THE CIDER HOUSE RULES
Rating:  
B-
Director Lasse Hallstrom infuses The Cider House Rules with many poignant and memorable scenes. Often the deep emotions stir just beneath the surface, while the characters try to carry on as if unhurt by the deep wounds they're feeling. Prospective viewers should be warned, however, that Cider House has a political axe to grind. The film is staunchly pro-abortion, and the events of the (fictional) narrative are orchestrated to support that point of view.
Michael Caine is a medical doctor in charge of St. Cloud's, an orphanage in Maine in the early 1940's. Beneath the cheerful atmosphere he and the nurses strive to maintain, lies the desperation of every child who realizes his or her chances of being adopted progressively fade with every year they age. Some who are ill have no chance of ever leaving the orphanage; they are destined to remain unwanted their entire lives. Caine insightfully portrays a doctor who realizes he must sustain the children's sense of self-worth at all costs, while inwardly acknowledging the dismal futures most of them face. This entails several heart-wrenching scenes along the way.
When one of Caine's charges (Tobey Maguire) grows into a young man, he comes to assist Caine in the day-to-day operations of the orphanage, including the medical treatment of its inhabitants and the occasional abortion. He is, in effect, one of the orphanage's success stories. But when Charlize Theron and beau Paul Rudd drive up one day seeking an abortion, Maguire gets a glimpse of the outside world and feels a longing to explore it.
Many elements of the plot become predictable after this, particularly in relation to Theron and Rudd, but there is always enough else happening to keep things interesting. Certainly, there are similarities to David Copperfield, something writer John Irving acknowledges within the film. When Maguire goes to work as an apple picker, he finds he has left the world of the orphanage for the world of the equally destitute migrant farmworkers.

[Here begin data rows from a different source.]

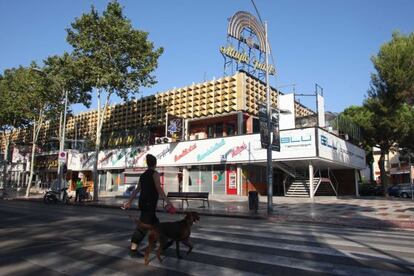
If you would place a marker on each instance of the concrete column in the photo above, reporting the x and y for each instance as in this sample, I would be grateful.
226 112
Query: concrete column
356 183
311 180
185 179
186 130
239 179
240 123
109 180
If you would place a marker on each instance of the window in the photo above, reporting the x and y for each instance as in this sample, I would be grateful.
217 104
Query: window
256 125
230 129
219 130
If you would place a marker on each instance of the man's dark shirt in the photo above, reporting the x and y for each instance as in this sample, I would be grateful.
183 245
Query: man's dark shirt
148 197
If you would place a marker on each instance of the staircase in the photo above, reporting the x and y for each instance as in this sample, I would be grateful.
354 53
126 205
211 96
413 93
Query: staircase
300 187
290 170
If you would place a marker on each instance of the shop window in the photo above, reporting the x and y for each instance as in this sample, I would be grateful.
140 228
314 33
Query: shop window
256 125
219 179
219 130
210 131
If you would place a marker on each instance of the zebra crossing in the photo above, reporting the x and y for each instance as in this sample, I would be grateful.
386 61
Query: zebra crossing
64 242
253 248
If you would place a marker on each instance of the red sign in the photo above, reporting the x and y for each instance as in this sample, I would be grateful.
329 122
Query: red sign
185 152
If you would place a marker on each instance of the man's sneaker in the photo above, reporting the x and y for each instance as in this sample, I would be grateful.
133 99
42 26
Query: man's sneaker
168 244
135 254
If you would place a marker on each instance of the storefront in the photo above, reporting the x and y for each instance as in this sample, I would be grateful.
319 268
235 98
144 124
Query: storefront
231 165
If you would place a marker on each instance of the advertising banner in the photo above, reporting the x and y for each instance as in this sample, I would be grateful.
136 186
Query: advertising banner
174 127
275 130
264 130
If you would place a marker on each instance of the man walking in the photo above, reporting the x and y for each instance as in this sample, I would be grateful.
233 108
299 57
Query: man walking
150 188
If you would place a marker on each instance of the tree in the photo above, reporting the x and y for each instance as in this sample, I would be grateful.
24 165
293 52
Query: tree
117 59
37 101
391 95
65 74
394 65
12 114
379 128
363 118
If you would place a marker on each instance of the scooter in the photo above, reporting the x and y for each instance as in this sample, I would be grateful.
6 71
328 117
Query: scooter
54 197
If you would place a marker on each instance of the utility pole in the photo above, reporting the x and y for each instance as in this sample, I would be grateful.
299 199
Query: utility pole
62 143
269 167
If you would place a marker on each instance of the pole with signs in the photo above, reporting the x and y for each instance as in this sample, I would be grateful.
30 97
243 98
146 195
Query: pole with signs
269 167
61 162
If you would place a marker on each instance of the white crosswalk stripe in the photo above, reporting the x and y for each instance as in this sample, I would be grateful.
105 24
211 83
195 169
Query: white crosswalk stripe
210 236
185 266
70 266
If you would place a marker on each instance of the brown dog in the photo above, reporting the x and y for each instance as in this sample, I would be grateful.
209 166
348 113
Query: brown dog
178 231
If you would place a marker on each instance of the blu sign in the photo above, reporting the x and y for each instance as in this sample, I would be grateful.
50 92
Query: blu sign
325 142
296 141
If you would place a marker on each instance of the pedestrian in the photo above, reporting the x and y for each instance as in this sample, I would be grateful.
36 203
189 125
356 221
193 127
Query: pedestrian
180 180
79 190
150 189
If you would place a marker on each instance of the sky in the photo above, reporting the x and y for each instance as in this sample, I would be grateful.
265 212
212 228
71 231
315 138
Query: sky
328 42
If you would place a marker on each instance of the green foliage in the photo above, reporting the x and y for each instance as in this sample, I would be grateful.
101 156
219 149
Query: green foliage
64 73
11 105
394 65
115 57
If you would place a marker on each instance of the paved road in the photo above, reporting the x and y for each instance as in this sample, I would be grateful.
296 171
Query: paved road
38 239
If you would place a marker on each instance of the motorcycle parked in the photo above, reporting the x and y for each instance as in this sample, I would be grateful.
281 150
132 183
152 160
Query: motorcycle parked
54 196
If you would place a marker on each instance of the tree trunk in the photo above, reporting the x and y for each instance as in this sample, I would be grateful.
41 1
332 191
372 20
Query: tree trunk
6 158
101 114
36 130
29 184
383 175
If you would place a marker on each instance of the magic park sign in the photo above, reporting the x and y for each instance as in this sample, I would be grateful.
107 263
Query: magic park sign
249 36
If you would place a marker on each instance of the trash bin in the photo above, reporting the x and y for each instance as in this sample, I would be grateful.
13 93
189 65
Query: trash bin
253 200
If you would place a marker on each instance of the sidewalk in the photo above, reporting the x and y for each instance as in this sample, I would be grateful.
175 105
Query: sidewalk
375 212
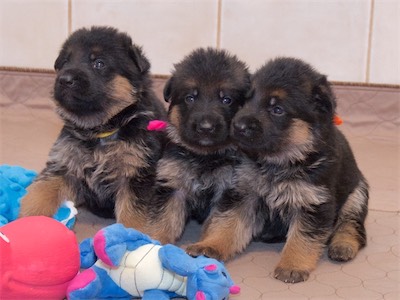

Okay, now for the rant. When I decided to see this film, I knew little about it. The fact that it starred Michael Caine and was not about asteroids falling from the sky seemed to bode well. So I was a little dismayed by the political preaching which forms the backbone of the narrative. Which side of the abortion issue you happen to be on is irrelevant here (we'll save that for a Blather column some day); my objection is to events in a completely fictional film being manipulated to further a political agenda, no matter what that agenda is. That the film is set during World War II (when abortion was illegal) allows Caine's character to rail against society for imposing laws upon people it otherwise couldn't care less about. This sentiment then gets repeated later with the actual "cider house rules." Throughout the movie, it seems writer Irving's solution for any problem is to kill the people at the root of it, whether those people be the perpetrator of some heinous crime or unwanted babies in the womb. Of course, World War II was also the time of significant events occurring on the other side of the ocean. Hitler had decided the solution to dealing with people he had no use for was to kill them by the millions. Do you think Irving and Hallstrom are intelligent enough to realize the parallels drawn by setting their pro-abortion film in the same time period as the Holocaust? Maybe this film is really a satirical anti-abortion film after all? Nah.